Written by Karen Gellender Friday, 30 April 2010 00:00
As someone who was a blogger before entering the world of newspapers, I am perhaps in a unique position to see the irony in many of the popular criticisms of blogging, as well as social media services such as Twitter, that emerge from the world of print. While critics of new media often bemoan the paltry research and lack of accountability to be found in the world of blogging, criticisms of blogging are often based on nebulous fears for the future of publishing as opposed to actual facts, and the critics themselves don’t think they should be held accountable for the fact that they don’t know the culture of the blogosphere very well, or even know anyone who does. Many criticize Twitter for encouraging the oversimplification of concepts through the enforced character limit, however ignoring the many possible uses of Twitter that do not have such limitations- to instead judge the phenomenon only by its weakest applications- is itself a gross oversimplification. In short, while there are undoubtedly legitimate concerns about the veracity of information to be found online in general, many media traditionalists have been presenting these concerns either dishonestly, or through a veil of genuine fear and culture shock.

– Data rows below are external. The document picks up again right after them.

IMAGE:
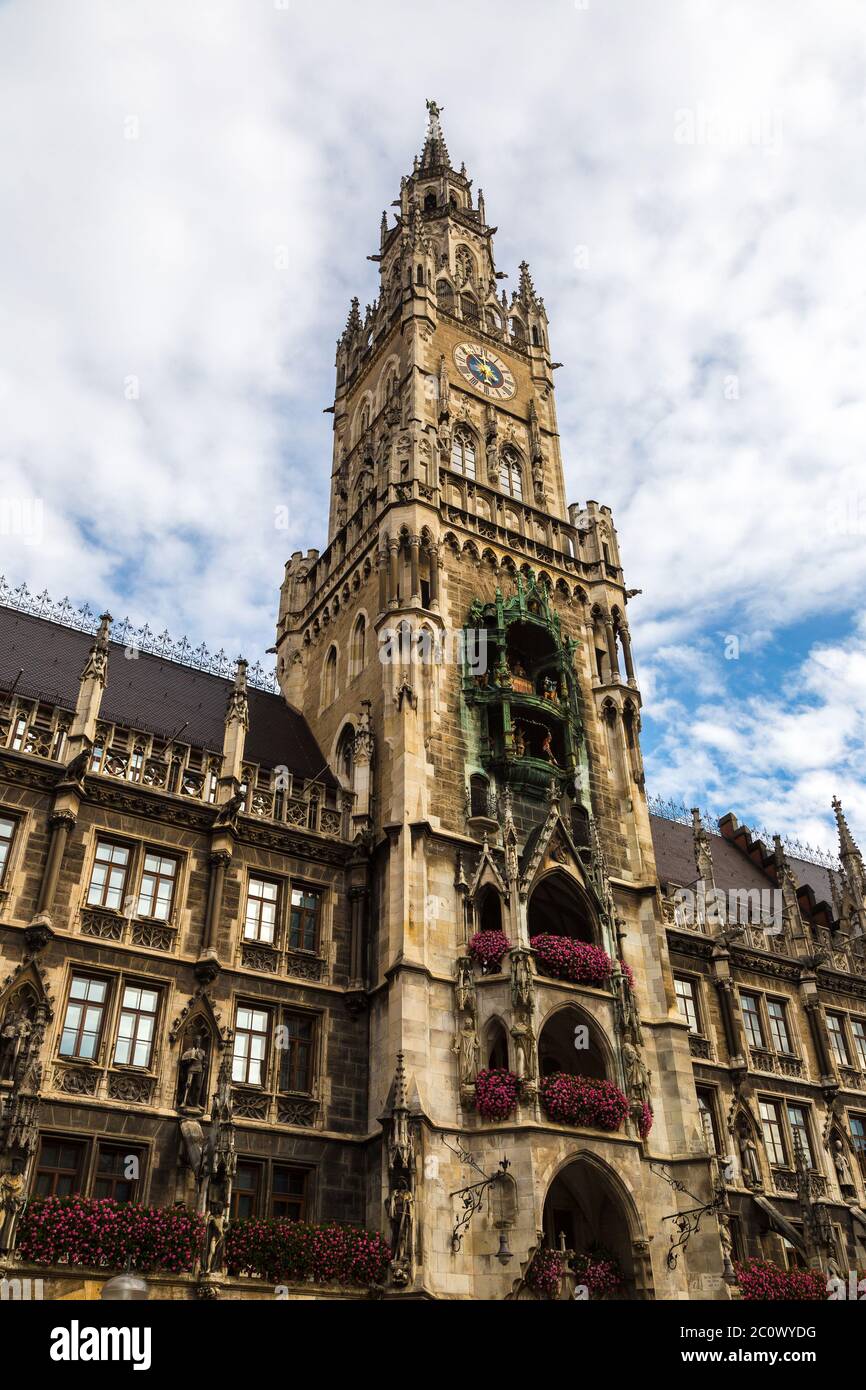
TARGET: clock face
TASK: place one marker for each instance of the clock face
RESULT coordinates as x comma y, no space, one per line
484,370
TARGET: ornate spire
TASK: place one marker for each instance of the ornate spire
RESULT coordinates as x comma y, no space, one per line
851,900
238,705
704,855
96,666
526,289
353,323
435,150
850,854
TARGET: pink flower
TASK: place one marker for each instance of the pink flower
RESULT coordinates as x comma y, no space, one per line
495,1093
569,959
488,948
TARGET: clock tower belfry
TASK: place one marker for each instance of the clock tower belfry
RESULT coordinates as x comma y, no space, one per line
462,651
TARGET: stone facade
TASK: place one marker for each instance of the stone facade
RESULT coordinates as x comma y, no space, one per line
302,1023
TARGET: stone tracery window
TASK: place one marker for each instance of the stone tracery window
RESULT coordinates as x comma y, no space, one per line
464,266
463,453
510,473
328,679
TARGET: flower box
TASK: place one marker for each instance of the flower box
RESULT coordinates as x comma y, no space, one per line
79,1230
583,1100
569,959
495,1093
487,948
288,1251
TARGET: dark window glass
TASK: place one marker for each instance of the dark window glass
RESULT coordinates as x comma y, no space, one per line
59,1168
85,1015
117,1172
296,1069
303,925
289,1194
245,1190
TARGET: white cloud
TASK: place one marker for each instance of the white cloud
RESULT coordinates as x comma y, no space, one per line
713,345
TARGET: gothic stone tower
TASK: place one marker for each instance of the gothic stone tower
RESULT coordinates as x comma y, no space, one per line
462,652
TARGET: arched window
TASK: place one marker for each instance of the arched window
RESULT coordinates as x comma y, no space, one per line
510,473
463,453
328,679
478,795
345,758
445,296
496,1044
464,266
357,652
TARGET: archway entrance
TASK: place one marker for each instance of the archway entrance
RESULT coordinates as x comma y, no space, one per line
585,1215
558,908
562,1048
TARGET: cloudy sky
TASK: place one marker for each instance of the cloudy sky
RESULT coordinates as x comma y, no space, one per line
188,195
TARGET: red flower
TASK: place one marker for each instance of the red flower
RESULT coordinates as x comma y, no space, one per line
583,1100
569,959
488,948
495,1093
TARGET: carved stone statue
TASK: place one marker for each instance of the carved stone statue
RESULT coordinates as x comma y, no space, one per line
524,1047
843,1166
11,1205
467,1050
637,1076
193,1075
214,1237
401,1209
727,1248
13,1036
748,1158
521,980
464,990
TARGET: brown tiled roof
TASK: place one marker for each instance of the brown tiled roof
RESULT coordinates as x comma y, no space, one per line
674,848
153,695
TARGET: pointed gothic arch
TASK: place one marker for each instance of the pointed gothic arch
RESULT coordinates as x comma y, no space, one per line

For example, the relative lack of accountability in blogging is often explained as though these gaps in media credibility have never existed, and we’ve never had to acclimate to navigating them before. However, just as I wouldn’t confuse a tawdry supermarket tabloid with my local newspaper, I do not take seriously the ranting of a blogger whose credentials I cannot establish, or do not respect. Furthermore, critics sometimes purposefully misconstrue the role of blogs in order to discredit them. Many times, I’ve seen people complain about the lack of “journalism” in pop culture blogs where the mission statement- visible on the front page of the blogs- is to entertain, not educate. Meanwhile, blogs by dedicated professionals that do aspire to journalistic excellence are all too often pushed aside on the basis that ‘other’ blogs aren’t credible, as though everything published through a similar method must somehow be the same; we all know that isn’t true.
When it comes to social media, I don’t use Twitter to receive over-simplified news summaries, or to publish what I just had for breakfast. I primarily use it to announce when I’ve published something new, be it a review or an article or a video. These announcements are an efficient promotional tool for the actual content, not a replacement for it. Similarly, I become aware of other people’s work by judiciously following only people who I trust to link quality material; in this manner, I create a personalized news feed that saves me the time it would otherwise take to check dozens of sites every day. If someone posts poor-quality links, ignorant opinions, or personal details about their life that are of no interest to me, I don’t follow them. Furthermore, while I myself don’t see Twitter itself as a venue for journalism or education, a select few do it well; Neil DeGrasse Tyson, director of the Hayden Planetarium, is an avid tweeter who often shares interesting tidbits about the planets and the stars. The fact that Tyson also publishes in-depth books about astronomy does not take away from the utility of these daily postings, or vice-versa.
Plenty of people misuse blogs and social media services- or, at the very least, don’t use them in a way that plays to their strengths instead of their weaknesses. But those strengths are there, and just as we are right to be skeptical of whatever we may find on various corners of the Internet, we need to be skeptical of those critics who highlight the weaknesses of new media without explaining- or perhaps, even understanding- its potential value.